O leitor verá que o que estas moedas dizem de si, da história do país em que foram geradas, Portugal, não são frivolidades. Ao contrário. O leitor, que bem sabe que uma história, quando bem contada, sempre fala de nós mesmos, não se surpreenderá ao ouvir estas moedas referindo-se a problemas que lhe são próprios, pois todas as vezes que o dinheiro não consegue realizar um feliz casamento com o trabalho somos nós, os humanos, que padecemos.
Neste apólogo, as moedas refletem sobre as razões pelas quais, em Portugal, o dinheiro foi entesourado, trancafiado e, por isso, não pode sair para comprar trabalho, isto é, crescer e multiplicar-se. Ora, nos dias que correm, nosso pensamento é diariamente martelado com as notícias sobre paraísos fiscais. Por que — nos cabe perguntar — este dinheiro (nem sempre muito limpo) precisa ir entesourar-se desta forma? Por que não cumpre ele a sua sina, de crescer sempre mais, casando-se com o trabalho, ou será que está a considerá-lo inimigo?

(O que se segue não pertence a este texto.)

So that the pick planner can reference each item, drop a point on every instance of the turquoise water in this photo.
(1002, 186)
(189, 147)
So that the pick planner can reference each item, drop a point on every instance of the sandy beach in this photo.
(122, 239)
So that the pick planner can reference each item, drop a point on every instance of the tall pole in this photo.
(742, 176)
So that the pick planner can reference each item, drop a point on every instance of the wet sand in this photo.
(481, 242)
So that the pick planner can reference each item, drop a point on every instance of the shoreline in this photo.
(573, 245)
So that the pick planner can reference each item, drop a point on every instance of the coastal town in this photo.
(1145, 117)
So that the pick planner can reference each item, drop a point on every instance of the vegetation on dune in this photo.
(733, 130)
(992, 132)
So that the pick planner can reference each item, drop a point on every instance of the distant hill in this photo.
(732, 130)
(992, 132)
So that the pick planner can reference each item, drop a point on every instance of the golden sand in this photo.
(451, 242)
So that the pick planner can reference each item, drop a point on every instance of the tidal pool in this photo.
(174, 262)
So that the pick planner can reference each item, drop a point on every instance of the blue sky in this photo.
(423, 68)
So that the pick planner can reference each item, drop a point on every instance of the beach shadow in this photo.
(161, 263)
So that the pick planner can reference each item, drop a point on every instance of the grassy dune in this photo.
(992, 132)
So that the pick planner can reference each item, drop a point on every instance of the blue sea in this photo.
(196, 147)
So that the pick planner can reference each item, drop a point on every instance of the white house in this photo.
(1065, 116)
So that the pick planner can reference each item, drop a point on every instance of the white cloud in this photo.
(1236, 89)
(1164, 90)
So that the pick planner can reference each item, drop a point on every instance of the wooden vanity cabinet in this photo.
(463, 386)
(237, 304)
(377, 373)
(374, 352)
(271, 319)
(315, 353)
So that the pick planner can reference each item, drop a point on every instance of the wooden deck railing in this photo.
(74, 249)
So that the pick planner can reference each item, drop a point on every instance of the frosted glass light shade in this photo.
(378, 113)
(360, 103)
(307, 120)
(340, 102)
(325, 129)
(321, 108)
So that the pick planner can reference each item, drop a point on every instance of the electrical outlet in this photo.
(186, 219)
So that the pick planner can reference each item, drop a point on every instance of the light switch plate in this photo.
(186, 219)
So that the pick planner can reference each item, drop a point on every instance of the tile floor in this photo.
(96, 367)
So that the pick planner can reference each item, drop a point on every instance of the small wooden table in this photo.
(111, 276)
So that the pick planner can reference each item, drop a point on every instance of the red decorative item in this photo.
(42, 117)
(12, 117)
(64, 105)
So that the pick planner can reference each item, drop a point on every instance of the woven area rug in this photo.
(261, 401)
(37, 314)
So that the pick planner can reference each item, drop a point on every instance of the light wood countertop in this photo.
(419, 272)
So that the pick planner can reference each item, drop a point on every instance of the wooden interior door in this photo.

O segundo texto que compõe este, volume, Sobre a introdução das artes, de Duarte Ribeiro de Macedo, também ele um autor português, tem um estilo menos literário, mas nem por isso menos profundo. Se Francisco Manuel de MeIo fala das agruras do dinheiro, Macedo investe sobre a necessidade de haver trabalho à venda. É preciso, diz ele, que haja trabalhadores, de um lado, e manufaturas, de outro, para que o profícuo casamento se realize.
Com grandes diferenças de forma, ambos não tratam senão — cada um à sua moda — dos candentes problemas da vida humana.